I have a large dataframe of 140,000 rows. In one of the columns is a value, which I need to compare with two thresholds, and then assign an index. Then, I also find the closest corresponding value in another index, but that index is specific to the prior task.
As an example, here's a similar task: I have a timeseries, ts, with temperature "temp" and humidity "h".
I can do this via:
def temp_and_h(ts):
temp_i = ts['temp']
h_i = ts['h']
if temp_i > 2:
class=0
elif temp_i < -2:
class=1
else:
class=2
# find the index of closest value in the correct (class-specific) array in "h_ref"

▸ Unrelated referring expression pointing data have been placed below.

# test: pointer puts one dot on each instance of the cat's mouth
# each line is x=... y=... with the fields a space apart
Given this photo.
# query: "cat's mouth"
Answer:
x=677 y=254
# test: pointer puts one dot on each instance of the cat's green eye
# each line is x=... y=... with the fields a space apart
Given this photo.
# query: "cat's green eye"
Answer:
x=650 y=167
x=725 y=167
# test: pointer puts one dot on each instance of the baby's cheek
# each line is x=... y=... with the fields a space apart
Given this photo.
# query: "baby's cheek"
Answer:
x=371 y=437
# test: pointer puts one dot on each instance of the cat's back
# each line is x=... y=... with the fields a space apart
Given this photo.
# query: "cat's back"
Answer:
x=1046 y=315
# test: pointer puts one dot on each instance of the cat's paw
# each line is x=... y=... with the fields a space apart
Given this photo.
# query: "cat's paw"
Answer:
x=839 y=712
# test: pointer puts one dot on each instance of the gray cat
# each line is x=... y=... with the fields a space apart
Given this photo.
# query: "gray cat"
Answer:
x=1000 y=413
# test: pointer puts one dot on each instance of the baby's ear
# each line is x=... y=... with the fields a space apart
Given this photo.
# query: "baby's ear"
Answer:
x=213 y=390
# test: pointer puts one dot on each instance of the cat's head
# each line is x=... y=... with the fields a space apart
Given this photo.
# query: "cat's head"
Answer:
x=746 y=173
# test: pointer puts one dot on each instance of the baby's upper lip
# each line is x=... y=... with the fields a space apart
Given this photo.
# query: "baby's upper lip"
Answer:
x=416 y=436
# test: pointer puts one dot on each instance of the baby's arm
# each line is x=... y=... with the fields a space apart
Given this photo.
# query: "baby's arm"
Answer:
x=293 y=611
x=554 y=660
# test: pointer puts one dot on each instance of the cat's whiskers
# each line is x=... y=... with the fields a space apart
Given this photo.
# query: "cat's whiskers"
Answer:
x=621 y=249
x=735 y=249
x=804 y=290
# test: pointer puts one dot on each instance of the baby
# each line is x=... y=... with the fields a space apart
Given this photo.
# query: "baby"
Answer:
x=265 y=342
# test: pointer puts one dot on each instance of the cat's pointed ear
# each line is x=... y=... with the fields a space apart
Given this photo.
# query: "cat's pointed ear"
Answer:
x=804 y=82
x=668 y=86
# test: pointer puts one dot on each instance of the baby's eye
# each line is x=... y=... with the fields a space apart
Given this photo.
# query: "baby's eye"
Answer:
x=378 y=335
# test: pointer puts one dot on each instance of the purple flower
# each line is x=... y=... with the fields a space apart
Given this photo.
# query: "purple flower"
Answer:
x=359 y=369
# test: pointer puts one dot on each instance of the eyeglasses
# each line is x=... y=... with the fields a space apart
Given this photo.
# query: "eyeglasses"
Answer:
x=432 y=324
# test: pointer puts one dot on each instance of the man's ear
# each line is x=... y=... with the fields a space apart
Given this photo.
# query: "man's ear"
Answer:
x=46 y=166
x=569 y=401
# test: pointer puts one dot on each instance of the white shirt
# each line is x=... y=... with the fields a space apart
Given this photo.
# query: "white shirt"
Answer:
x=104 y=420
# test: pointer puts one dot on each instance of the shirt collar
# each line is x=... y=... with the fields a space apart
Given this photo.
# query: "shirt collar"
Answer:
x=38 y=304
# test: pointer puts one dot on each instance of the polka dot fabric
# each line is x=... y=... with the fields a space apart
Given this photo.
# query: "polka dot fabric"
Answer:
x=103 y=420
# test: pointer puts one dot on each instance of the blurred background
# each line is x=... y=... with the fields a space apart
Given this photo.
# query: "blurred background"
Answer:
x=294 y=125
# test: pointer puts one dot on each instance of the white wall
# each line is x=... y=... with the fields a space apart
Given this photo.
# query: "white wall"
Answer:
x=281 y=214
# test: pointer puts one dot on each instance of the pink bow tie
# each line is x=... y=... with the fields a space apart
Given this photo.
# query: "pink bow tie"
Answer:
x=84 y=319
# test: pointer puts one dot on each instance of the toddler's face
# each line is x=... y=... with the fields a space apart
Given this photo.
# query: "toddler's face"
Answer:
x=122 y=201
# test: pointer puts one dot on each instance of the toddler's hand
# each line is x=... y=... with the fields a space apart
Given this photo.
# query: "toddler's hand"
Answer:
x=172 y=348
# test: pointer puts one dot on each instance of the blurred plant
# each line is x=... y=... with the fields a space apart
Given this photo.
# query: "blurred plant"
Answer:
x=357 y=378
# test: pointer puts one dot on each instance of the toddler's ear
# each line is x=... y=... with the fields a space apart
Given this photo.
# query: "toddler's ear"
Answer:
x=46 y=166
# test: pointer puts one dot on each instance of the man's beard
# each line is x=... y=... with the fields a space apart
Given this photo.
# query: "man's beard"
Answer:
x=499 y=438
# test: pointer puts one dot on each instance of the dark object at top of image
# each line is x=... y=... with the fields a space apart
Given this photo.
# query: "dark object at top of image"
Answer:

diffs = [abs(x - h_i) for x in h_ref[class]]
h_idx = diffs.index(min(diffs))
return (class,h_idx)
Which is simply called via:
ts[['temp_idx', 'h_idx']] = ts.apply(stability_and_TI, axis=1)
However, on my machine this takes around ~670 seconds. I need to speed this up as much as possible. What other approaches can I try? I tried using np.vectorize, but the memory usage is too large (>100GB).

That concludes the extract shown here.